Wenn jemand über so viele Jahre psychisch so instabil und unter Druck steht, dann sollte das sicher nicht völlig straf- bzw. konsequenzfrei bleiben, aber zumindest sollte es beim Urteil berücksichtigt werden.

Der Typ ist einfach 'n armer Kerl, der wenig Selbstbeherrschung hat und von anderen immer und immer wieder zu deren Belustigung provoziert wird. Und da ist es einfach nicht gerecht, wenn das Opfer der Einzige ist, der bestraft wird ohne Rücksicht auf seine Lebenssituation.


----------



## Frankensoldat (21. Oktober 2021)

Neawoulf schrieb:


> Wenn jemand über so viele Jahre psychisch so instabil und unter Druck steht, dann sollte das sicher nicht völlig straf- bzw. konsequenzfrei bleiben, aber zumindest sollte es beim Urteil berücksichtigt werden.
> 
> Der Typ ist einfach 'n armer Kerl, der wenig Selbstbeherrschung hat und von anderen immer und immer wieder zu deren Belustigung provoziert wird. Und da ist es einfach nicht gerecht, wenn das Opfer der Einzige ist, der bestraft wird ohne Rücksicht auf seine Lebenssituation.

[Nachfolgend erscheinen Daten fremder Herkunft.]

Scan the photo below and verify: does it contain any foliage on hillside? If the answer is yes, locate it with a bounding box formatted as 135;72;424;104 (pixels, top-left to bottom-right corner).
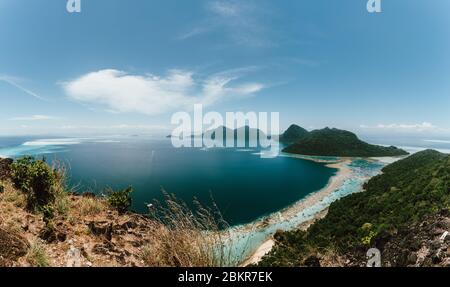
280;125;309;143
261;150;450;266
283;128;408;157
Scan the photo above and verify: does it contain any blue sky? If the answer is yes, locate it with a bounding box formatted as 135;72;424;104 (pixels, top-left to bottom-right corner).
0;0;450;137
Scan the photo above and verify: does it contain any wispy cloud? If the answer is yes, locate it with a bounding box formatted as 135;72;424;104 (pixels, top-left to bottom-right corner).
178;0;273;46
9;115;58;121
0;75;46;101
63;69;264;115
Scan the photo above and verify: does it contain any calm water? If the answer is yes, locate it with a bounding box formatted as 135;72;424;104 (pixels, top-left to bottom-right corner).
0;138;336;225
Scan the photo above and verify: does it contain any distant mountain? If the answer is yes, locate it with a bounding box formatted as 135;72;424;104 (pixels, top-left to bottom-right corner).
260;150;450;267
283;128;408;157
280;125;309;143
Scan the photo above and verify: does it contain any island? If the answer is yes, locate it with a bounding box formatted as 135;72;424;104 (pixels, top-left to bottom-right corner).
259;150;450;267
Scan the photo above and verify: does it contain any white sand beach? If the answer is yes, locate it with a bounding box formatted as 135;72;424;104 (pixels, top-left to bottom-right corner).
242;159;352;266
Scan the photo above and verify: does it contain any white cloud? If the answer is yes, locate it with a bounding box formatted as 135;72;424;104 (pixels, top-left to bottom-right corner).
0;75;45;101
63;69;264;115
209;1;244;17
9;115;58;121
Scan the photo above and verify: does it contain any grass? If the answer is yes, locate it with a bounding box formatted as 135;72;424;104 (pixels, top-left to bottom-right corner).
77;197;107;216
141;192;243;267
26;241;50;267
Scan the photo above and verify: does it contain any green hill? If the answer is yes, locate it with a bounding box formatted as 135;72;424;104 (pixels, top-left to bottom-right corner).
283;128;408;157
280;125;309;143
260;150;450;266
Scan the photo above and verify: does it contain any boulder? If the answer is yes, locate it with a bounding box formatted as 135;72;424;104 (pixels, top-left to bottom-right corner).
88;221;113;241
303;256;320;267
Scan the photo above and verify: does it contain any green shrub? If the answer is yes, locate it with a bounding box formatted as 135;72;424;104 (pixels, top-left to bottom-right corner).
106;186;133;213
11;156;56;209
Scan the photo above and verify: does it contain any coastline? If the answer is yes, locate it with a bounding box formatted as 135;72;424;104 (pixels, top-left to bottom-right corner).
241;159;352;266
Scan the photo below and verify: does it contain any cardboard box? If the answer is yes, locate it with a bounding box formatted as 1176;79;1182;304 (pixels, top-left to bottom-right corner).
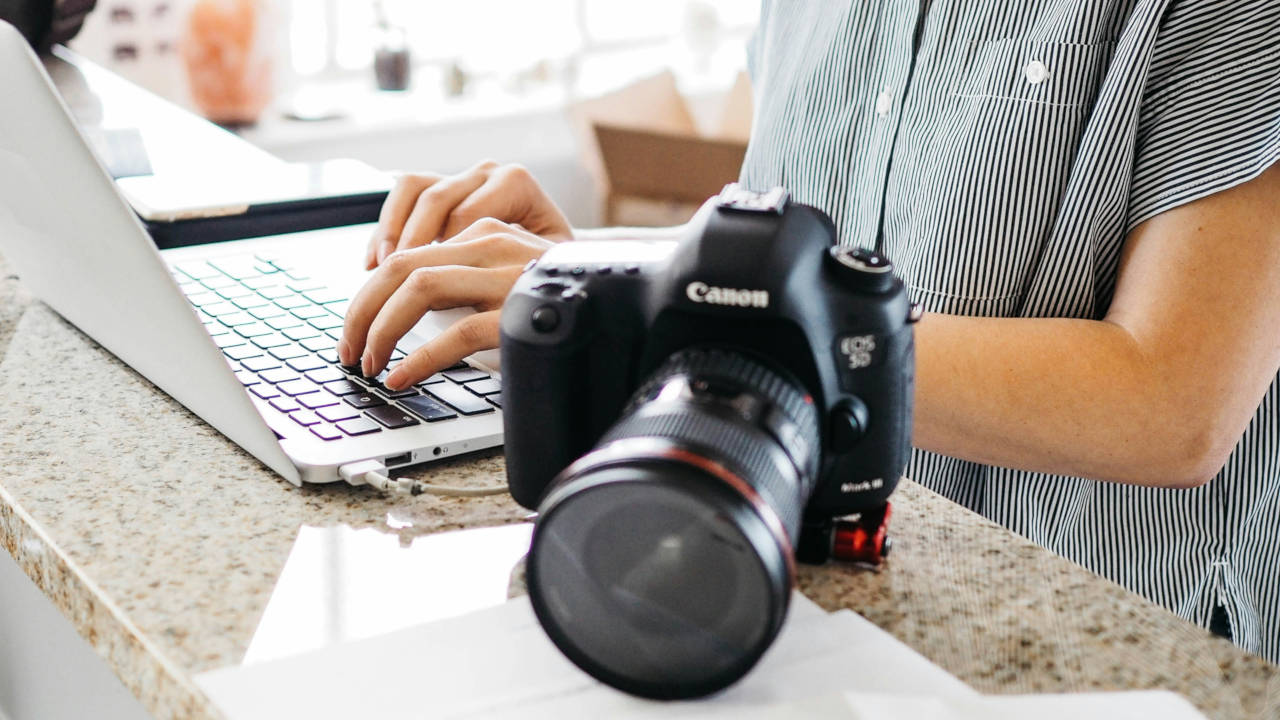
572;72;751;225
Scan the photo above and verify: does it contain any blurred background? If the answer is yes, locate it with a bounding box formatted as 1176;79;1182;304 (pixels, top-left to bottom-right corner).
70;0;759;227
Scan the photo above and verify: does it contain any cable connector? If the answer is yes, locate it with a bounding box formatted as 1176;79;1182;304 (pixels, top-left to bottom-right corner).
338;460;507;497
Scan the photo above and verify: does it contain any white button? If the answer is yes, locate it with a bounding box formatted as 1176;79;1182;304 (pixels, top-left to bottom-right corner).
1023;60;1050;85
876;85;893;118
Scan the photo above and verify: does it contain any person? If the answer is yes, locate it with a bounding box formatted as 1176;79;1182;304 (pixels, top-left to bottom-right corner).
339;0;1280;661
0;0;97;53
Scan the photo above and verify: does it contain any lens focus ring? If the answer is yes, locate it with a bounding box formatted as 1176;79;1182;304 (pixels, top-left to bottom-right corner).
600;348;818;543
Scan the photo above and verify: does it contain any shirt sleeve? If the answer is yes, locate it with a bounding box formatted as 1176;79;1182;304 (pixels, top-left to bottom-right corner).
1129;0;1280;229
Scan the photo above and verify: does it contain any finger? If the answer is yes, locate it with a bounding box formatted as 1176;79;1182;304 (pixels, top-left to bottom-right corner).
365;173;440;270
360;266;521;377
385;310;502;389
338;238;527;365
396;161;497;250
440;165;534;238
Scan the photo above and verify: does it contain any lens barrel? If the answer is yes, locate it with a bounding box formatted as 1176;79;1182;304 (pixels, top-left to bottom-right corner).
527;348;819;698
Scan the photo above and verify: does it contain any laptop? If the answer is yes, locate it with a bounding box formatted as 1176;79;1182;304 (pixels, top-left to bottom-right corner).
0;22;502;484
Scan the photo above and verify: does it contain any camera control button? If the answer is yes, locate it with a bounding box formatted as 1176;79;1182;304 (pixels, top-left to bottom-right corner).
829;398;868;452
529;305;559;333
827;246;893;292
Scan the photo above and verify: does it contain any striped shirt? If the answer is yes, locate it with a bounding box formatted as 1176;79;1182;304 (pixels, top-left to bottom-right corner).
741;0;1280;661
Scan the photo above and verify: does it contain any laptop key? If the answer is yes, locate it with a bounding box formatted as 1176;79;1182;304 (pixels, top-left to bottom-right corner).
307;315;343;331
200;302;241;318
378;386;417;400
343;392;387;410
223;345;262;361
259;368;298;384
324;380;369;397
289;410;320;427
422;383;493;415
316;405;360;423
305;364;347;384
365;405;419;430
232;323;275;338
246;305;285;320
311;425;342;439
298;333;333;352
200;273;236;290
214;333;244;350
275;378;320;397
275;292;311;310
241;346;280;373
250;333;293;350
280;325;320;340
440;365;489;383
187;291;223;307
241;274;280;292
294;392;338;407
401;395;458;423
268;343;307;360
289;302;330;320
214;283;257;300
264;306;302;331
338;418;381;436
298;287;348;305
271;395;302;413
248;383;280;400
232;295;271;310
255;278;296;300
288;355;327;368
462;378;502;395
218;311;257;328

Er provoziert. Und das die ganze Zeit. Er legt es regelrecht darauf an. Auf jede Aktion folgt eine Reaktion...


----------



## GTAEXTREMFAN (21. Oktober 2021)

Frankensoldat schrieb:


> Er provoziert. Und das die ganze Zeit. Er legt es regelrecht darauf an. Auf jede Aktion folgt eine Reaktion...

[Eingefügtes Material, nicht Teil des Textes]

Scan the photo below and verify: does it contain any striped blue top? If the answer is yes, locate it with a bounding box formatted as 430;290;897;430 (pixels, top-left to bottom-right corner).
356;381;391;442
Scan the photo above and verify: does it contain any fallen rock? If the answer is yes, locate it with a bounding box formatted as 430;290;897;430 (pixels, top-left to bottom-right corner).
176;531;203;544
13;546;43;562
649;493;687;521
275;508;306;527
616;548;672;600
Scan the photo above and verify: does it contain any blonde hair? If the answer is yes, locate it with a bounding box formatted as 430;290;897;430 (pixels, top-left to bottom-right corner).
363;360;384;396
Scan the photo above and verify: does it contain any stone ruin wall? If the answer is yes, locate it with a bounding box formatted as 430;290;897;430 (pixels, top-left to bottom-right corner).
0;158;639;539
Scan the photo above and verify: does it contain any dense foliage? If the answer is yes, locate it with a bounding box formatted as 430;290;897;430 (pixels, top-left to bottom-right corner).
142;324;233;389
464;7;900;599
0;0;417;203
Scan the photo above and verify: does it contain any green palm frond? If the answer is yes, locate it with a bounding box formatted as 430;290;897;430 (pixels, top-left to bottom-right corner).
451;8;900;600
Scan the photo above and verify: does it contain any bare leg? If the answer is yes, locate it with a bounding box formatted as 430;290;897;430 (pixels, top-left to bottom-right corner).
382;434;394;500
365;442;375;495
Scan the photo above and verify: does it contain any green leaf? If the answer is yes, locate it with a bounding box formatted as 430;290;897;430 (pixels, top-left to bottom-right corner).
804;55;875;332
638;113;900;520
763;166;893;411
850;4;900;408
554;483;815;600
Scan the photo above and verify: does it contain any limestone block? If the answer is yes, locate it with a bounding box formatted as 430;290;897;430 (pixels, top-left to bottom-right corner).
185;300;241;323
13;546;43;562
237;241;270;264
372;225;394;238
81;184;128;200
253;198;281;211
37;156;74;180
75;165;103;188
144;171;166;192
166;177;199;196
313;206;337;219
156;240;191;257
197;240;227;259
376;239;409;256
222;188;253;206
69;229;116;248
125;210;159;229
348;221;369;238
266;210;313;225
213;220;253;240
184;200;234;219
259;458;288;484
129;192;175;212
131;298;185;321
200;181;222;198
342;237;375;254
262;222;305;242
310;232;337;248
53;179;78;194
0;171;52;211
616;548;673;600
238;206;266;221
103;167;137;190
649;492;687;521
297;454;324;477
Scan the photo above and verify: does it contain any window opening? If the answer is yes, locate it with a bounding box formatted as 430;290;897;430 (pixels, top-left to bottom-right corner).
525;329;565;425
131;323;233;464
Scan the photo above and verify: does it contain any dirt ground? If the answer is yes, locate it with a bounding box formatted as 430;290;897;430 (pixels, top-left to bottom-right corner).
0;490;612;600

Genau ! Und weil er das seit 2014 NICHT begreift, kommt ja die Vermutung auf, dass im Hintergrund möglicherweise eine psychische Aufälligeit / Erkrankung steht.


----------



## Frankensoldat (21. Oktober 2021)

GTAEXTREMFAN schrieb:


> Genau ! Und weil er das seit 2014 NICHT begreift, kommt ja die Vermutung auf, dass im Hintergrund möglicherweise eine psychische Aufälligeit / Erkrankung steht.

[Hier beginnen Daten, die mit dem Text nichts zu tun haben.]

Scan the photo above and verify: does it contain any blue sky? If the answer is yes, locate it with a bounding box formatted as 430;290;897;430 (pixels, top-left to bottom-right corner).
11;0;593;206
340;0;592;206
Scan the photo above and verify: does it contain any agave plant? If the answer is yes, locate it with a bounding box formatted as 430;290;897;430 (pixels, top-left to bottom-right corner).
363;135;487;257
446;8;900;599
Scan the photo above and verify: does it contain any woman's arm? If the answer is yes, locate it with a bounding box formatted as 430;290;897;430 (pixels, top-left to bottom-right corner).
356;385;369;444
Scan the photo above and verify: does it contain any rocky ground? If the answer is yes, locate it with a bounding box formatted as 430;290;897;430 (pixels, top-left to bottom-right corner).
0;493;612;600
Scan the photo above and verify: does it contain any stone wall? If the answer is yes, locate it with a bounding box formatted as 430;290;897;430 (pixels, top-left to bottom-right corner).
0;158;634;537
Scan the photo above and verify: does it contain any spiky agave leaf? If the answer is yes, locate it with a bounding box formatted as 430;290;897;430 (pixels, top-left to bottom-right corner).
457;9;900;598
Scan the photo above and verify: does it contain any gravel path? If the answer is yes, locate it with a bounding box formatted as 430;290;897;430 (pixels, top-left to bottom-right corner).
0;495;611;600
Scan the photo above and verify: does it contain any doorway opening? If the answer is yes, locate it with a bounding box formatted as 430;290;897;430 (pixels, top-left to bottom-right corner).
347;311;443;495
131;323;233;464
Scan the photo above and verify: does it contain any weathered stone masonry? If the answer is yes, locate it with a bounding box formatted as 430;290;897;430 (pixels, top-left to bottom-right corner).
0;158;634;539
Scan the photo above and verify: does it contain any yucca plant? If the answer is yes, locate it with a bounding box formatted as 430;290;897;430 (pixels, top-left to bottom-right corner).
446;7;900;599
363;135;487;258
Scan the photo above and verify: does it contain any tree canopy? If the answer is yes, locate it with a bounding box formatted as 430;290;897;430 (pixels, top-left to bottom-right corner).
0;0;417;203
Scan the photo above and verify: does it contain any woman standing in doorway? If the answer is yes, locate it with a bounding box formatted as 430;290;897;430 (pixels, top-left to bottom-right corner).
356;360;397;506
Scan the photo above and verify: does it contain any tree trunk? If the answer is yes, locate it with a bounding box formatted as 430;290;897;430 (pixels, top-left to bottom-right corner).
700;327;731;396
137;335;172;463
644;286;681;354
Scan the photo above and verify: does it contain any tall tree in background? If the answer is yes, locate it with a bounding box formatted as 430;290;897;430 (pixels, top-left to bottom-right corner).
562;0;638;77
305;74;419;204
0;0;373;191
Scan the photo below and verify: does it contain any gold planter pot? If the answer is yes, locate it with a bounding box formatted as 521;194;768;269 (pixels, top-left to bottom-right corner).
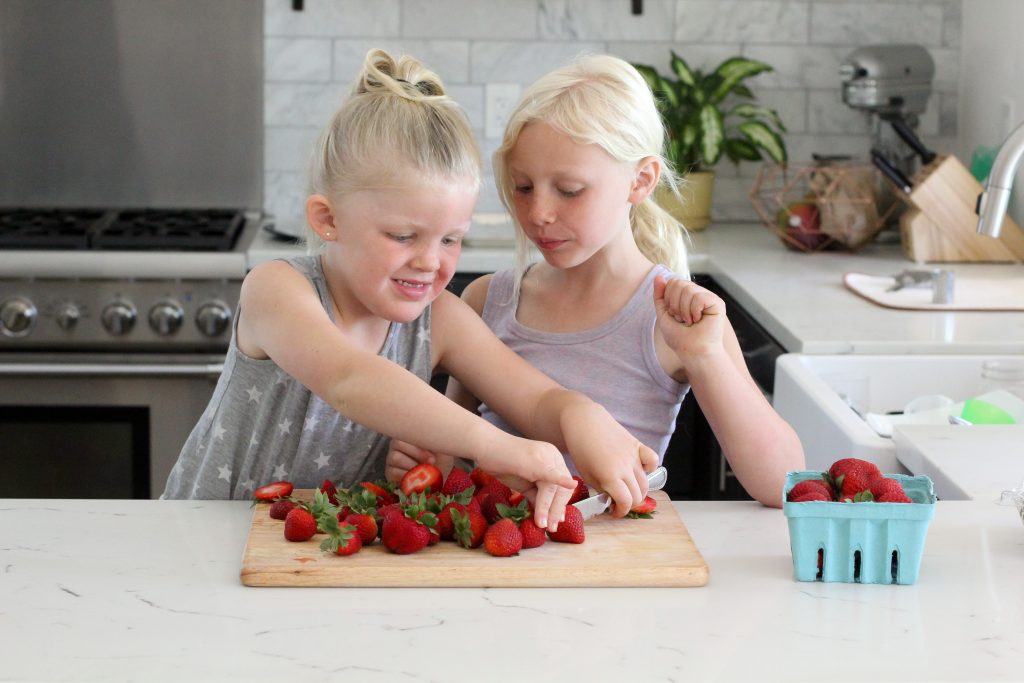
654;171;715;232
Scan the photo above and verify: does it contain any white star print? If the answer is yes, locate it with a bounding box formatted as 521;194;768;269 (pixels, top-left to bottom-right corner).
313;451;331;470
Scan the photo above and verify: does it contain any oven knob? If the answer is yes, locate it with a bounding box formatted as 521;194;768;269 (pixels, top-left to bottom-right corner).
100;301;135;337
196;301;231;337
0;297;38;337
150;301;185;337
57;303;82;330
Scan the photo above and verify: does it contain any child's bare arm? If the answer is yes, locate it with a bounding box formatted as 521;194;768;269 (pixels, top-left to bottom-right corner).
654;278;805;507
433;288;656;516
239;262;574;525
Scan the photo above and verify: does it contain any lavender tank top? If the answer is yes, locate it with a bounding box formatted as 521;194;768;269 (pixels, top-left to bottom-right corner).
480;265;690;473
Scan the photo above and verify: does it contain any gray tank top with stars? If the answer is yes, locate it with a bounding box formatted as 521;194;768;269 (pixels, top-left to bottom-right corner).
161;256;431;500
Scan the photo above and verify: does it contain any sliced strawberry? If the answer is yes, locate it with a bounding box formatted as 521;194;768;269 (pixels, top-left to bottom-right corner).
253;481;295;503
398;463;442;496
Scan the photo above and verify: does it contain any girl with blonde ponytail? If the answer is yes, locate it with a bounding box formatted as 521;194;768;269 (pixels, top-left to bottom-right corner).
165;50;654;529
389;55;804;507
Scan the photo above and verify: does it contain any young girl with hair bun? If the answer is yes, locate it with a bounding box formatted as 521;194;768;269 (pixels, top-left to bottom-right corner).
164;50;654;528
388;55;804;507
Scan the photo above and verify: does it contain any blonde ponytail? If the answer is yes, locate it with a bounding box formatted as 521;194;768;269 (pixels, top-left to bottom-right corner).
306;49;483;253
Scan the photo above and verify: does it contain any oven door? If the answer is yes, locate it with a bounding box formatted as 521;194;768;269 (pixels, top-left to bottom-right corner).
0;354;223;499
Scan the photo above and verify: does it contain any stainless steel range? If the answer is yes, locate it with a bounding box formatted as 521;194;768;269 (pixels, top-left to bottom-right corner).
0;0;263;498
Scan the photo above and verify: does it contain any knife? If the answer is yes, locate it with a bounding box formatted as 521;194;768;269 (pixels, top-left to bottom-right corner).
889;117;935;165
871;148;912;195
572;467;669;520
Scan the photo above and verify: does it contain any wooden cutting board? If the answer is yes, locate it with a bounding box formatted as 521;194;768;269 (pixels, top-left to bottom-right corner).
242;490;708;588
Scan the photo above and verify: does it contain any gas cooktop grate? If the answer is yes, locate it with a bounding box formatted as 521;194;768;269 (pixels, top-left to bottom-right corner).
0;209;245;251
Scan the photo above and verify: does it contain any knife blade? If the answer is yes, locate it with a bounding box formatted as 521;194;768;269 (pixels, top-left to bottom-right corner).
572;467;669;520
889;117;935;165
871;150;913;195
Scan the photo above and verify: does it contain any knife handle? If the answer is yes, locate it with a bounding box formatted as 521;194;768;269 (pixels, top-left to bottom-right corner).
889;118;935;164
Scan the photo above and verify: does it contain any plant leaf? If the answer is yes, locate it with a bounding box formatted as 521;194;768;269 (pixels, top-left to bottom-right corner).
725;137;761;163
672;50;697;88
698;103;725;166
725;102;785;133
710;57;773;102
739;121;786;163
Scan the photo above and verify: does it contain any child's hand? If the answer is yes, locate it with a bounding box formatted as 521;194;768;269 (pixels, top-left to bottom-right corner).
476;434;575;531
384;438;455;483
654;275;726;362
563;403;657;517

Ja, das kann sein, Aber er ist zu sehr Narzisst um das zu begreifen und sich helfen zu lassen.


----------



## Neawoulf (21. Oktober 2021)

Frankensoldat schrieb:


> Ja, das kann sein, Aber er ist zu sehr Narzisst um das zu begreifen und sich helfen zu lassen.


Und darum ist es okay, dass zig oder gar hunderte Leute ihm nicht nur online, sondern auch vor Ort bei ihm zuhause das Leben immer wieder zur Hölle machen um ihn zu provozieren, indem sie diese Schwäche von ihm ausnutzen?


----------



## Loosa (21. Oktober 2021)

Zwei Jahre Haft ohne Bewährung, noch nicht rechtskräftig.

Beispielhafte Berichterstattung bei der  Süddeutschen. 
(aber wer hat sonst auch Korrespondenten in Franken )


----------



## Batze (21. Oktober 2021)

Rabowke schrieb:


> Ehrlich gesagt verstehe ich nicht wirklich warum man der Person hier noch eine Plattform gibt......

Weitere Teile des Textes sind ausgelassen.